1.La notification la plus récente présentée par la Trinité et Tobago concernant les subventions à l'agriculture porte sur l'exercice s'achevant en septembre 2007. Cette notification, tout comme des notifications antérieures, indiquait que toutes les mesures de soutien étaient accordées au titre de la catégorie verte, l'accent étant principalement mis sur les services de recherche et de vulgarisation. Depuis l'exercice 2000/01, le soutien a considérablement augmenté, puisqu'il a presque triplé pour atteindre 283 millions de dollars TT en 2006/07 (graphique IV.2). Les dépenses au titre des services d'infrastructure ont aussi énormément augmenté depuis 2000, la majorité des investissements étant destinés aux routes d'accès et aux installations d'irrigation.12


2.En termes de pourcentage de la valeur de la production agricole, le soutien à l'agriculture tel qu'il a été notifié à l'OMC a augmenté de manière constante au cours des dernières années, atteignant un niveau maximum de plus de la moitié de la valeur de la contribution du secteur agricole au PIB en 2007, avant de chuter en 2008 (tableau IV.4). La Trinité et Tobago ne maintient pas de subventions à l'exportation et n'applique pas non plus de restrictions ou de taxes sur les exportations de produits agricoles.

Tableau IV.4

Soutien interne au secteur agricole, 2000 2008

(en millions de $TT; l'exercice budgétaire va du 1er octobre au 30 septembre)






2000

2001

2002

2003

2004

2005

2006

2007

2008

Soutien interne total

88,5

107,2

109,5

108,2

118,4

160,7

201,0

282,7

263,7

PIB agricole

697,2

707,5

713,7

768,2

637,0

487,3

657,3

490,5

576,9

Soutien interne en pourcentage du PIB agricole

12,6

15,2

15,3

14,1

18,5

32,9

31,4

57,6

45,7

Source: Ministère de l'agriculture et des ressources terrestres et marines; et notifications au Comité de l'agriculture de l'OMC.

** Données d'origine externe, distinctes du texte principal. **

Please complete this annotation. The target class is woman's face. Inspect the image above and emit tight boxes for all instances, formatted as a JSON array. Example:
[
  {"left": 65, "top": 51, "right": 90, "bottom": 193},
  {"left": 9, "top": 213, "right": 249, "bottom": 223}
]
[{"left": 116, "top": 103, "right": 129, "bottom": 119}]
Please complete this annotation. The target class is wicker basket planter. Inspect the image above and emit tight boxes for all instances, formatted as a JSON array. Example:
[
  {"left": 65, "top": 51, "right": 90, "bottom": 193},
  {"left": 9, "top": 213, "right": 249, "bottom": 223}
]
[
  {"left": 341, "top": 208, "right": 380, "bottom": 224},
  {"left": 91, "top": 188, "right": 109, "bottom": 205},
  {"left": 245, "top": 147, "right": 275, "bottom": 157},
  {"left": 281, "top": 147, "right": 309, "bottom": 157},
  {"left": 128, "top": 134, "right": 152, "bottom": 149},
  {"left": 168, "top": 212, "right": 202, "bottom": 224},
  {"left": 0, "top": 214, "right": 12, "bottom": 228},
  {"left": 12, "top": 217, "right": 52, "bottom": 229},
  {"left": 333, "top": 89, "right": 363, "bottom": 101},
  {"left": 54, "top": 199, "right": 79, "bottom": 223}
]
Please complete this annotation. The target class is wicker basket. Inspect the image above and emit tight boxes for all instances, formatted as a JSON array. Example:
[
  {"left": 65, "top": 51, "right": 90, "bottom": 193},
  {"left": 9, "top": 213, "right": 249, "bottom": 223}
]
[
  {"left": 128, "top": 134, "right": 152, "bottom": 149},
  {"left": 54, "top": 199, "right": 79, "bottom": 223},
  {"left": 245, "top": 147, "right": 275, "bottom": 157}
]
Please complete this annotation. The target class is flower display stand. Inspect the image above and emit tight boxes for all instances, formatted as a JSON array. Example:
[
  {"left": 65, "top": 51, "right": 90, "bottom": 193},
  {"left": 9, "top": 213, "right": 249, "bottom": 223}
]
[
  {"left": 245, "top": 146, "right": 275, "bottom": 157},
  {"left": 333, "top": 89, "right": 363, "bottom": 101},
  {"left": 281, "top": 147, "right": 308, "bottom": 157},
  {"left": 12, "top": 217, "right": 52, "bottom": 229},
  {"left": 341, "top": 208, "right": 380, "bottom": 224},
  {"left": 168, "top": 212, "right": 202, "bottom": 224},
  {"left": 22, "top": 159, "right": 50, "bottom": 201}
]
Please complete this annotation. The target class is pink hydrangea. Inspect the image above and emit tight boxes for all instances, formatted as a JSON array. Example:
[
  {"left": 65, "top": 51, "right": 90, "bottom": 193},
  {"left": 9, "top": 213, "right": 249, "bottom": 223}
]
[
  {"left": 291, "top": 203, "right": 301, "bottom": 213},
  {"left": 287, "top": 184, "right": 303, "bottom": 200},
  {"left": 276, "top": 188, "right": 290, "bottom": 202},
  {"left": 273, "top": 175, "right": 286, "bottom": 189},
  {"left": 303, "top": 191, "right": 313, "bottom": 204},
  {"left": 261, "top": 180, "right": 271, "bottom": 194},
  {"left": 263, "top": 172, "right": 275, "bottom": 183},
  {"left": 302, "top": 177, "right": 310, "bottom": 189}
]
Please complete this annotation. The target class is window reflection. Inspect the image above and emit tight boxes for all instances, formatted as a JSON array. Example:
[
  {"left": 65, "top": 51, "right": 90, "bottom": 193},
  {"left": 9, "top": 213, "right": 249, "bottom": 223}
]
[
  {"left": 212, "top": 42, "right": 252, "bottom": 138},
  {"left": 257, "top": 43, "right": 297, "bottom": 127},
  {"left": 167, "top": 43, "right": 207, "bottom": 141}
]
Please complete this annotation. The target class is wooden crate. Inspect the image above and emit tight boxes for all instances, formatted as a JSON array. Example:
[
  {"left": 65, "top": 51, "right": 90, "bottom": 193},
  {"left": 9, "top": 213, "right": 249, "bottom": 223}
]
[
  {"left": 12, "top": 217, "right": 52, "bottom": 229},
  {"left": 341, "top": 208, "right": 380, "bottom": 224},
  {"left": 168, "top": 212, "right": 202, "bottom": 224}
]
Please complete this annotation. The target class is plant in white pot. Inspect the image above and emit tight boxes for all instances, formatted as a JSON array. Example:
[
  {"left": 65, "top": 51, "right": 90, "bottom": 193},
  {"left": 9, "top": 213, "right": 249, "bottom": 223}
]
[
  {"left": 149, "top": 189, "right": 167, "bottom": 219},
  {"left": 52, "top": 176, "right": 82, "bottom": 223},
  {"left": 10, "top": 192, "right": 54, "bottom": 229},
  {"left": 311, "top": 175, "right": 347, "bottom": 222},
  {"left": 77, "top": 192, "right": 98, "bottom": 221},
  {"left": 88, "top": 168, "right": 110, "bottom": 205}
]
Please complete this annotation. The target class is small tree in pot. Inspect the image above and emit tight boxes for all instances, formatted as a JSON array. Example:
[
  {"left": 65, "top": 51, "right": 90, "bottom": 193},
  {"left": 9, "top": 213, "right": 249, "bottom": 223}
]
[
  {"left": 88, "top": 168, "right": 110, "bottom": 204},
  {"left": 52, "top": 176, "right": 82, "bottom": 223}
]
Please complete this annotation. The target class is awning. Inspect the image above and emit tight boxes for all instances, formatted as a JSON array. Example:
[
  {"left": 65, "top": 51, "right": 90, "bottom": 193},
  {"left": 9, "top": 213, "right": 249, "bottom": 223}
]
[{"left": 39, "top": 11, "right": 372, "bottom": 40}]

3.Le secteur agricole trinidadien bénéficie d'un soutien relativement important sous la forme d'un large éventail de mesures telles que: des mesures à la frontière pour maintenir des prix intérieurs élevés; des prix garantis pour certains produits; des subventions des intrants; des subventions des investissements; et des prêts à faibles taux d'intérêt. Ces mesures sont restées sensiblement les mêmes au cours des dernières années, mais l'agriculture a continué de régresser tant en termes absolus que par rapport aux autres secteurs de l'économie. Dans une certaine mesure, ce déclin peut être attribué, depuis 2003 au moins, à la réduction de la valeur de l'accès préférentiel aux marchés traditionnels; toutefois, la taille réduite des exploitations agricoles, les incertitudes du régime foncier pour de nombreux agriculteurs, la petitesse du marché intérieur et la baisse de la production de cultures de meilleur rapport comme le cacao et le café ont également joué un rôle. Il reste à savoir si les modifications apportées à la politique agricole, telles que l'augmentation des subventions et les mesures visant à régler les problèmes liés au régime foncier, vont se révéler payantes.